I am setting up AD in an isolated network so that I can enjoy the benefits of Microsoft's Hyper-V replication/High-availabilty/clustering/etc.
This network does not have a default gateway and all IP addresses are statically assigned. Servers are 2012 R2.
A domain-joined machine identifies the network connection as 'Unidentified'
I do NOT want to manually override the firewall config to treat 'Unidentified' networks as 'Private'
I do NOT want to manually assign connection-specific DNS Suffixes to the interfaces.
I DO want domain-joined machines to identify the network as 'Domain'
I have read that "HKLM\Software\Microsoft\Windows\CurrentVersion\Group Policy\History\NetworkName” is used to identify the network 'Location', but as I am not using DHCP and i do not want to manually configure connection-specific DNS suffixes, this key is blank.
As a test step, i tried to manually set the default gateway of the domain joined computer to the IP address of the PDC, (previously blank) and NLA immediately identified that I was on the domain network.

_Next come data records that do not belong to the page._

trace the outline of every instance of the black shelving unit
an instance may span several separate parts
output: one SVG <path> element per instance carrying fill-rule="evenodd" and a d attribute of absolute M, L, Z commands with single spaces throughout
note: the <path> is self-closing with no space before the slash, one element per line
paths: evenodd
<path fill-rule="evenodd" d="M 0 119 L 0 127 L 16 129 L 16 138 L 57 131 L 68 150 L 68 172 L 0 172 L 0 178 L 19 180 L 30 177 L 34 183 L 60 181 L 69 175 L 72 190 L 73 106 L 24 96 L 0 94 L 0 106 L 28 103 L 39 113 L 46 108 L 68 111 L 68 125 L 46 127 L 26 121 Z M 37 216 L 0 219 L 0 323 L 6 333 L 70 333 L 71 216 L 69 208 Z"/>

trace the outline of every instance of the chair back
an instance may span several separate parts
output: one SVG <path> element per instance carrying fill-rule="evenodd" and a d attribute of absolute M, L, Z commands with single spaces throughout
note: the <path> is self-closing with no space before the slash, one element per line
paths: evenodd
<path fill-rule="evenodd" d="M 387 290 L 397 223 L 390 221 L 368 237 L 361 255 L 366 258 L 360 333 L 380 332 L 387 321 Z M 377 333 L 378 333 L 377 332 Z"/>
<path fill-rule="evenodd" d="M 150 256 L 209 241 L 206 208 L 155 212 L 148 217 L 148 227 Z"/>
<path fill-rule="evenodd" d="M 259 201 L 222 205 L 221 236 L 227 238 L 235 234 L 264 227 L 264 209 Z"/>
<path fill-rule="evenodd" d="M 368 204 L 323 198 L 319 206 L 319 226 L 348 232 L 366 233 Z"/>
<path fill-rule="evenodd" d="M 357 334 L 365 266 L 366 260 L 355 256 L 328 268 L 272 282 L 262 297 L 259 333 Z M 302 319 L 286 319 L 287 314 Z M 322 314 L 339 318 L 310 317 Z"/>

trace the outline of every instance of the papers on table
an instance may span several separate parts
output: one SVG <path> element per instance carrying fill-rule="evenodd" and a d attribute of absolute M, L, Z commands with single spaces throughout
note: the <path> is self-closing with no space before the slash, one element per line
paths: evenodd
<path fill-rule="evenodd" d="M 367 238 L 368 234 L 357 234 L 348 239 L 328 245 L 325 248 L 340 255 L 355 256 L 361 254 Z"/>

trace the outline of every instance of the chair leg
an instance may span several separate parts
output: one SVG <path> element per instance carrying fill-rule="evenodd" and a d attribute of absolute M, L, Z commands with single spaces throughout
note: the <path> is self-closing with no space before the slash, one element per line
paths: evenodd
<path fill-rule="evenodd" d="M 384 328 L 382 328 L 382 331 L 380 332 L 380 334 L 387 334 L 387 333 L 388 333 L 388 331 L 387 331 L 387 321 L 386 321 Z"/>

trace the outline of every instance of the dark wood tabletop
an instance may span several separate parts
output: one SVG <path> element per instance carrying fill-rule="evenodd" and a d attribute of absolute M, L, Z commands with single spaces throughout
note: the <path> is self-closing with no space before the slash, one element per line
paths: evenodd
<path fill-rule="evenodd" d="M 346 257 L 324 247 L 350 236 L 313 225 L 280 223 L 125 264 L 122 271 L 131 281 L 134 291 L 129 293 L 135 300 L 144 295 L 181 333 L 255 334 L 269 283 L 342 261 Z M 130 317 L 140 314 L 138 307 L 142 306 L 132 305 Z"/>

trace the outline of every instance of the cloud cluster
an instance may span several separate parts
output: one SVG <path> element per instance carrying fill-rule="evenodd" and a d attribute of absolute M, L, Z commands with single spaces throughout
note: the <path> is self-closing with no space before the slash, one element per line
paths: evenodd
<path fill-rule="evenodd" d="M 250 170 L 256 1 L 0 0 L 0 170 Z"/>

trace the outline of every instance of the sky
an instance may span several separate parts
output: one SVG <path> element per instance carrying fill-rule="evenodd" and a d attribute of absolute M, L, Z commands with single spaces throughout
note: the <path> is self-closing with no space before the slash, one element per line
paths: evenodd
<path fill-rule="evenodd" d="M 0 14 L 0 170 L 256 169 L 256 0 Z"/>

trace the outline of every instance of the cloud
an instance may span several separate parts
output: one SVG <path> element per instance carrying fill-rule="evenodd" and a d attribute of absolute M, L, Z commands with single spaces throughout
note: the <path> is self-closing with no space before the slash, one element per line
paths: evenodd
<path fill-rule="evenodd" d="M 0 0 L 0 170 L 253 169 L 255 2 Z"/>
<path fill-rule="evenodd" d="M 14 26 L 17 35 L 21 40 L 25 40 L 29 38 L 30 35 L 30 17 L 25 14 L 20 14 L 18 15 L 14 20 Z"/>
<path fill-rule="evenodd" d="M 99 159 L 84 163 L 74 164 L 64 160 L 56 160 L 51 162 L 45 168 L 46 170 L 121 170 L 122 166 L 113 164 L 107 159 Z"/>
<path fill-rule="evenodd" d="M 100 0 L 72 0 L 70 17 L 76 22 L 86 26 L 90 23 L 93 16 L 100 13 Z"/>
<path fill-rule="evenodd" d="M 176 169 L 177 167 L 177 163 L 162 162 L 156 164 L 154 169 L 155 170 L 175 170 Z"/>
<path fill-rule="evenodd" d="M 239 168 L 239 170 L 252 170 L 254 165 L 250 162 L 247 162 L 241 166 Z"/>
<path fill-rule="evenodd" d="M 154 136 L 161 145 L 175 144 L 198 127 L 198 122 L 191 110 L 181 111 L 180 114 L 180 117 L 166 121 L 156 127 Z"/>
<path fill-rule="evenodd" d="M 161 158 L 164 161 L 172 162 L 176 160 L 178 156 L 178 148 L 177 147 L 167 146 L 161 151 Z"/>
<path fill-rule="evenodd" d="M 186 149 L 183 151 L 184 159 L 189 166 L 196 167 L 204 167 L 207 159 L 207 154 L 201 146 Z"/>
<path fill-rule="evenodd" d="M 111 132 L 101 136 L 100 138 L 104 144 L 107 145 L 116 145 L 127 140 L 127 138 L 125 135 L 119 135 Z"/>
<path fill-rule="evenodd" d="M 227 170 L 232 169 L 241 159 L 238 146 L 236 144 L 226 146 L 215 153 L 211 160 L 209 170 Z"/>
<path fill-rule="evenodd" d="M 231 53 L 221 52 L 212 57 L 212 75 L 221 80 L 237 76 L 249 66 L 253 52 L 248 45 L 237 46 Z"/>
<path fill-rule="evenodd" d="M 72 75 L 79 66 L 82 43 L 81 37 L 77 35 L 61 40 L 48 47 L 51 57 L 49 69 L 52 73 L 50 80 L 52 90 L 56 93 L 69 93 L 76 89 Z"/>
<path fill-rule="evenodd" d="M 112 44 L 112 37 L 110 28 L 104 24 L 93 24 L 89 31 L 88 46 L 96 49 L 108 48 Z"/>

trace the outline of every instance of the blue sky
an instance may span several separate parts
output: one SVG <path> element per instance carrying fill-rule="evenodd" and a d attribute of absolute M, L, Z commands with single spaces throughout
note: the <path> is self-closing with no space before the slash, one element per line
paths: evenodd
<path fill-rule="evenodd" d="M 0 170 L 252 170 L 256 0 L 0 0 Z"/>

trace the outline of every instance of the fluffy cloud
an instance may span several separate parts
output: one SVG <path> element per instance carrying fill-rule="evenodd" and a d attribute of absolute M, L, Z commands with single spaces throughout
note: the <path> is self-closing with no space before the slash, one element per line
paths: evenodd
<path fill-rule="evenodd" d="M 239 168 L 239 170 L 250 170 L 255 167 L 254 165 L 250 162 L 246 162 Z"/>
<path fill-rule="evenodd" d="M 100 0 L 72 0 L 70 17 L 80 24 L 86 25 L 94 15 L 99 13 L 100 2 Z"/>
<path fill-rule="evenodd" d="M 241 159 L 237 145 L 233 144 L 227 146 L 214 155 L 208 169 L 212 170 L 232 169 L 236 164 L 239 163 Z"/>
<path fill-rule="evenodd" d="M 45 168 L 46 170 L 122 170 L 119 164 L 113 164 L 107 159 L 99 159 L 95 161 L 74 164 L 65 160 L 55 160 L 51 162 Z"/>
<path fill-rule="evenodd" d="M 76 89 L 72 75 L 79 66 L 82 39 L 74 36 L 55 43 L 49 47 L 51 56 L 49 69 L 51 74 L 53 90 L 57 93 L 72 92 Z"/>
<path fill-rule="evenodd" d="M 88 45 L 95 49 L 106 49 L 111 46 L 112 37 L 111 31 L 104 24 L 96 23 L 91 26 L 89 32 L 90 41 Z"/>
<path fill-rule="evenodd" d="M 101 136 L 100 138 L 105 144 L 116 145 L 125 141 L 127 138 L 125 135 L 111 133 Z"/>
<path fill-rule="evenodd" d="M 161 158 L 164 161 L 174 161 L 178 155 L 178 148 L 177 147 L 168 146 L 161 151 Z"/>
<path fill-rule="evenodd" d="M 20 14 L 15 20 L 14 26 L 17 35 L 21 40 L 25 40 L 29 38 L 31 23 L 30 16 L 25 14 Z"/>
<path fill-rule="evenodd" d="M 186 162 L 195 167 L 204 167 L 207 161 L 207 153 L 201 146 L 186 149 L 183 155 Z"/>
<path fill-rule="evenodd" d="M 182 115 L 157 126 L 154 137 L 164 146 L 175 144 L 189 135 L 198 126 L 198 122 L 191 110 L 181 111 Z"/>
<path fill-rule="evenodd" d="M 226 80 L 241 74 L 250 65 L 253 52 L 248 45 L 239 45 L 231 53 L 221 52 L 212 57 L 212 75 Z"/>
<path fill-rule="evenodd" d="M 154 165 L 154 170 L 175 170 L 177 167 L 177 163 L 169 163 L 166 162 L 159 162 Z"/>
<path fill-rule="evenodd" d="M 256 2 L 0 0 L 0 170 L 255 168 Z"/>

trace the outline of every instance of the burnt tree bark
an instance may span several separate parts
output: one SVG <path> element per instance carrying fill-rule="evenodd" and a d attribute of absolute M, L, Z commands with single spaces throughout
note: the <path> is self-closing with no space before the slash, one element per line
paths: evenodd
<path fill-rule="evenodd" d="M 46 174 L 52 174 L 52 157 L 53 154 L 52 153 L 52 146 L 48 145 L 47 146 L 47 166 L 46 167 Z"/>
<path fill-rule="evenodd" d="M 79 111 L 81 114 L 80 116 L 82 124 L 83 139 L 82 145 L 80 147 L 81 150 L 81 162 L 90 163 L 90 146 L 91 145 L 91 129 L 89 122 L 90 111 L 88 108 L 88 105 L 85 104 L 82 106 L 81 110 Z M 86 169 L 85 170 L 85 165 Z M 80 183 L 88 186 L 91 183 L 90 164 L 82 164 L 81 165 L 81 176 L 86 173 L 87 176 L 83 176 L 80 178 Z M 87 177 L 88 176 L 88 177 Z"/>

This 'works', but is a bit of a hack.. as the PDC is NOT the Default Gateway, and would NOT be the default gateway if I were to add one later to de-isaloate the network.
As another test step, i manually set the default gateway of the domain-joined computer to an un-used IP address in the same subnet (the IP i would use if i had a router/default gateway). After a reboot the domain-joined computer still did not identify the network as 'domain'
How can i get the domain-joined machine to identify the network as 'Domain', without DHCP, without connection-specific DNS suffixes, and without default gateways?
Is there another way? DNS configuration?